Gemma 4 12B is a dense multimodal model with a Unified, encoder-free architecture. The model occupies a middle ground between the compact E4B for mobile devices and the more powerful 26B A4B MoE, filling a mid-range niche optimized for running on consumer laptops with 16 GB of video memory.
The key distinction of Gemma 4 12B from the rest of the family is its completely encoder-free architecture: instead of separate vision and audio encoders, the model uses linear projections to feed raw image patches and audio waveforms directly into a single decoder. This is the first mid-size model in the Gemma family with native audio input, making it a unique solution for local multimodal AI. All modalities flow through a single decoder-only transformer, which reduces latency and allows fine-tuning the entire model in a single pass — there is no need to align separate frozen encoders.

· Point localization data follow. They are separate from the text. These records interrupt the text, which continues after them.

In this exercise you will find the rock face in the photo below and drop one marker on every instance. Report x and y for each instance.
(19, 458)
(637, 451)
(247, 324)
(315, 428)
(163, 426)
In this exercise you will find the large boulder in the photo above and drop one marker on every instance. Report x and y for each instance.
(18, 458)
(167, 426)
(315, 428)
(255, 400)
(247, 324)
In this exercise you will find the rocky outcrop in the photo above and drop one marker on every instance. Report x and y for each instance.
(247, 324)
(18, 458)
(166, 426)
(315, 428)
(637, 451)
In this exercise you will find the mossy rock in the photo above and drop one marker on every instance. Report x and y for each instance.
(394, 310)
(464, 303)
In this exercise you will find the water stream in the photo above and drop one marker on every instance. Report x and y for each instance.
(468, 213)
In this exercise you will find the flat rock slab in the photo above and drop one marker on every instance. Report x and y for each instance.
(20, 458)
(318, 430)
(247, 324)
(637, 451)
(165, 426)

As with other models in the family, the decoder of Gemma 4 12B is built on a hybrid attention mechanism that alternates layers with local sliding-window attention (1024 tokens) and layers with full global attention. These layers use so-called heteromorphic heads — with varying sizes within a single model. The local layers provide speed and low memory usage, since each token only sees its neighbors within the window, while the global layers cover the entire context, ensuring deep understanding of long-range dependencies.

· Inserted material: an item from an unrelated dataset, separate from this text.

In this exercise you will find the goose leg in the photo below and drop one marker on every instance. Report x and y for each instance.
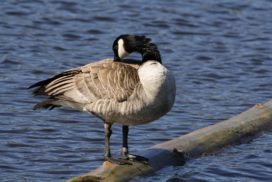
(125, 153)
(107, 153)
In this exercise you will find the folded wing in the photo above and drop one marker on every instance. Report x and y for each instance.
(80, 86)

The model supports text, image, video, and audio processing. A built-in thinking mode allows the model to reason step-by-step before producing an answer, which is critical for complex tasks. The model also supports function calling for agentic scenarios, variable image resolution, and multilingualism (140+ languages during pre-training, 35+ languages out of the box). Multi-Token Prediction (MTP) is supported to accelerate inference, significantly reducing generation latency without quality loss. The vocabulary comprises 262K tokens, and the context window reaches 256K tokens.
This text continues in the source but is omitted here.